ここまでに登場した者達の名は、この地球で定められた星々の名前である。ルーツやその出典は様々である。
ここに記した彼らの話や彼らの言葉は、『この言語』に置き換えたとしたらこのようになるだけである。実際彼らがこのような口頭会話のような手段をとってコミュニケーションをとっていたのか、そもそも名前に関しても『この発音』が正しいかどうか、正直定かではない。
ただ一方で、これらの呼称がこの星・地球にあるのも事実である。故に筆者は彼らが地球に刻んだ形、文字や言葉として残したことを尊重し、このような書き方で書き進めることにする。
そもそも、この一連の話はすべてこの「ぽむ・めると」と名乗る頭に角の生えた少年から聞いた話を脚色したものである。彼の口から語られた様子は、間違いなく「会話」であり、名前もそのように彼が発音したものである。
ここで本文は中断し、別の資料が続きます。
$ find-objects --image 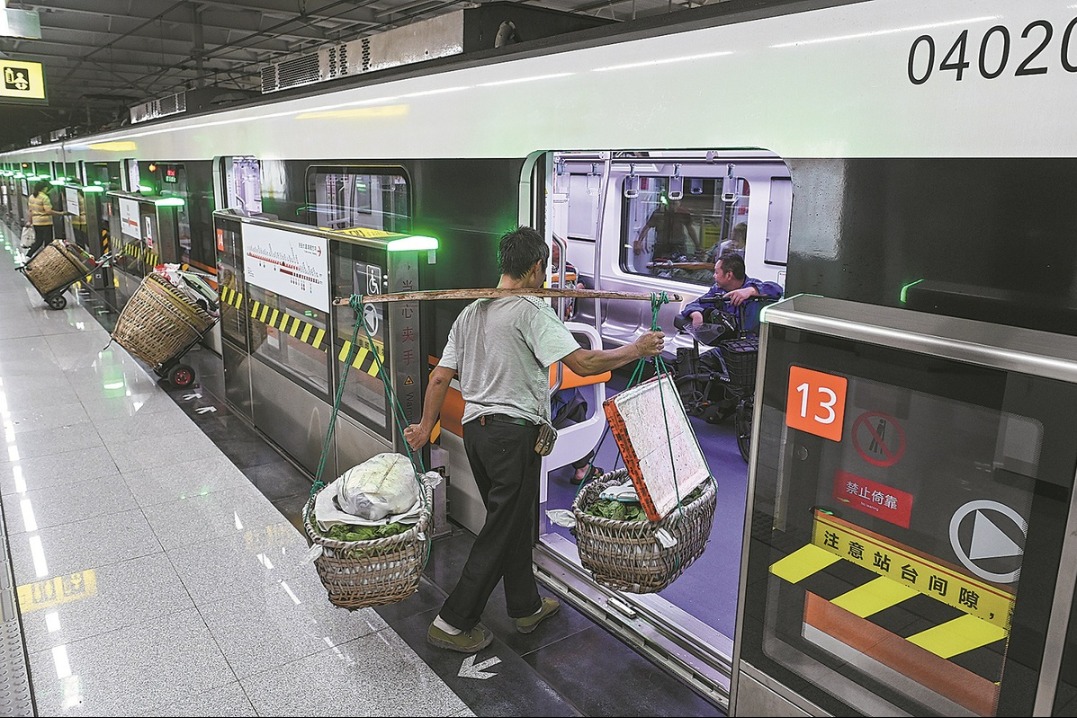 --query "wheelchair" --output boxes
[673,298,777,461]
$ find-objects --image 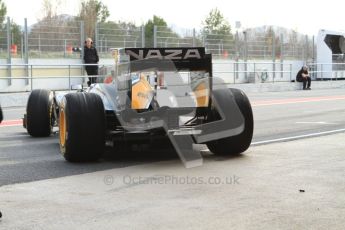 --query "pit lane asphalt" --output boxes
[0,89,345,186]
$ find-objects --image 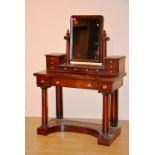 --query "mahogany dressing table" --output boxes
[34,15,126,146]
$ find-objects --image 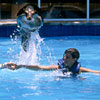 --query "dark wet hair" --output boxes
[64,48,80,59]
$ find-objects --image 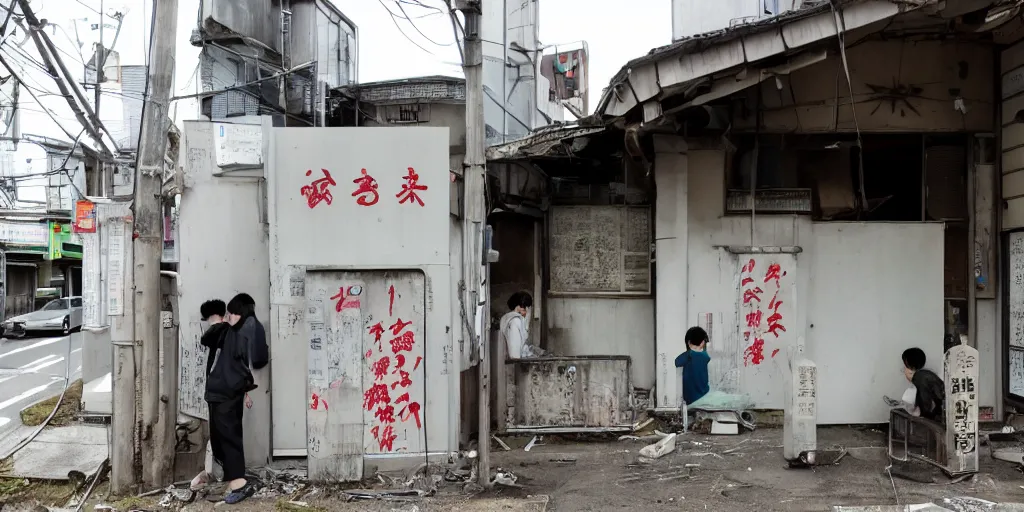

さて、その少年はというと、私に色々と話し疲れて眠ってしまったようだ。彼の話をメモるのに必死だった筆者は、その語りが途端にやんでしまったことに気付かなかった。ふと見るとすやすやと眠ってしまっていた。
よく、眠れない時には羊を数えるなんて風習がある。しかし彼はそんなことをしなくてもすぐに眠りにつくことができるのだろう。羊を数えるというのはもしかしたら羊が眠りを司る生き物だったりするからなのだろうか。
とにかく、どう起こしても起きなさそうなくらい安らかに眠っている。本当によく眠っている。もう2度と起きないんじゃないかと思えるような安らかな寝顔である。
彼らの寿命は計り知れないほどの年月である。もしかしたら一度眠りについたらそれこそ何世紀も目が覚めないんじゃなかろうかとすら、私は思った。